India’s first attempt at tracheal transplant surgery was carried out at Amrita Institute of Medical Sciences, Kochi. The first stage of a surgery which may take another 6 weeks to complete, was performed by doctors on a 37 year-old woman who had cancer in her trachea. 

The trachea lacks the vascularity needed to anastomose with the recipient’s vessels and thus it is first transplanted into the recipient’s forearm to aid vascularization which takes about 6 weeks, following which the trachea is transplanted at its rightful site. The organs belong to film designer Ranjith Thomas who was declared brain dead following an intracranial bleed. Ranjith’s trachea as of now has been grafted into the donor’s forearm, the first step of many surgeries yet to come. The recipient, a 37 year old lady who suffers from tracheal stenosis, hails from Kochi. Following his death at Amrita hospital, Ranjith’s family members signed the consent for transplantation. Ranjith was well-known in his field of movie designing and has been involved in many new-generation movies.

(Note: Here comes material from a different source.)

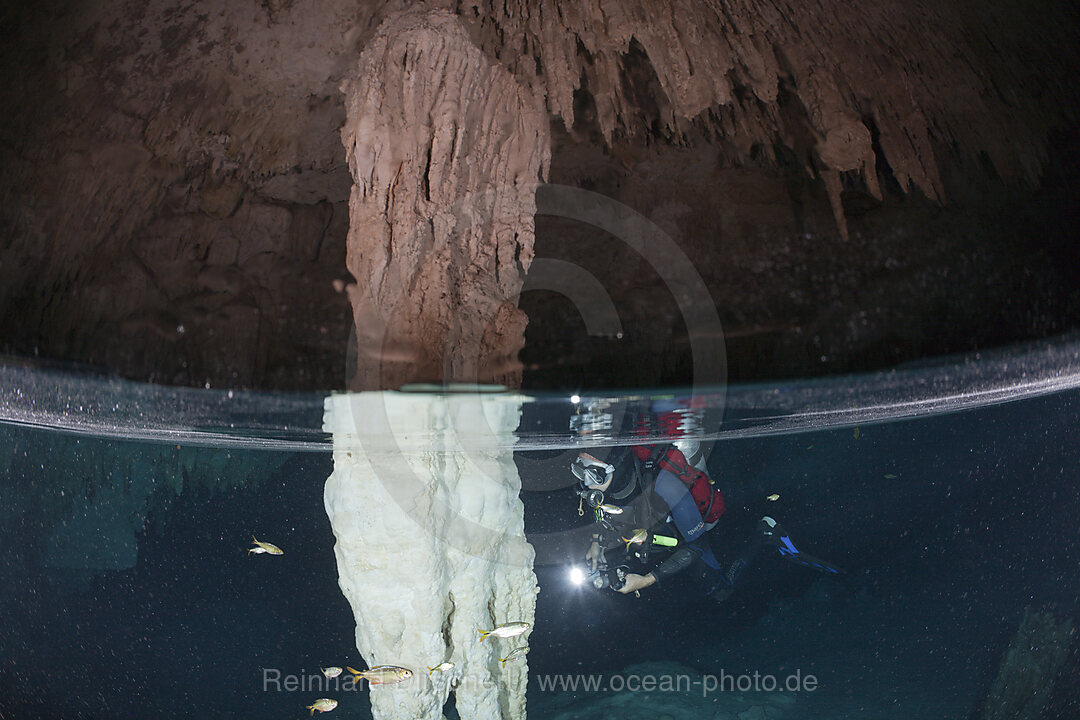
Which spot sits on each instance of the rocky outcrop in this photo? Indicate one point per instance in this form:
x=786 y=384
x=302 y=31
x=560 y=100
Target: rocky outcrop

Tracheal transplant as a choice of treatment is resorted to in cases of tracheal stenosis caused mainly due to tumors including T2-T3 glottic cancers, T2-T3 pyriform sinus tumors and hypo pharyngeal tumors. Airway defects that are 1 to 5 cm long can be easily anastomosed while those above 5 cm are a challenge to reconstruct.

trachea

The first successful tracheal transplant was performed on a Columbian woman who had tuberculosis involving the trachea by Dr. Professor Macchiarini in 2008. Her trachea was completely stenosed and she had undergone 14 different surgeries for stent replacement, at the end of which the novel idea of transplanting trachea with her own stem cells lining the graft was successfully tried on her.

In 1984 researchers conducted orthotopic tracheal transplantations on 189 rats to understand how genetic difference and degree of presensitisation would influence the grafts and no organospecific antigenicity of the tracheal transplant were not found. It was concluded that the trachea is subject to the same immunological laws for transplantation as all other tissues. The first tracheal transplant was carried out in 1987 but failed as no immunosuppressive therapy was given to the patient. The transplant performed by Macchiarini et al involved lining the graft with stem cells from the patient and thus did not require immunosuppressive therapy.

In 2010, allograft transplantation was performed by Delaere et al, on a 50 year old woman who had tracheal stenosis following an accident and had undergone multiple surgeries for stent replacement. The graft from a deceased donor was heterotopically revascularized in the recipient’s forearm. Immunosuppressive therapy during revascularization was administered to maintain viability of the cartilaginous trachea. At the end of 6 weeks the result was a viable cartilaginous allograft and the tracheal cartilage continued to remain viable even after the discontinuation of  immunosuppressive treatment. It was concluded that cartilage allografts are resistant to rejection and that tracheal cartilage remains viable when surrounded by well-vascularized tissue. The recipient’s buccal mucosa was then allowed to grow  over the lumen of the cartilaginous tracheal transplant.

The surgery has been performed under the guidance of Dr. Subramaniya Iyer, HOD, Department of Head and Neck Surgery at Amrita, as the nationwide medical fraternity eagerly awaits the results.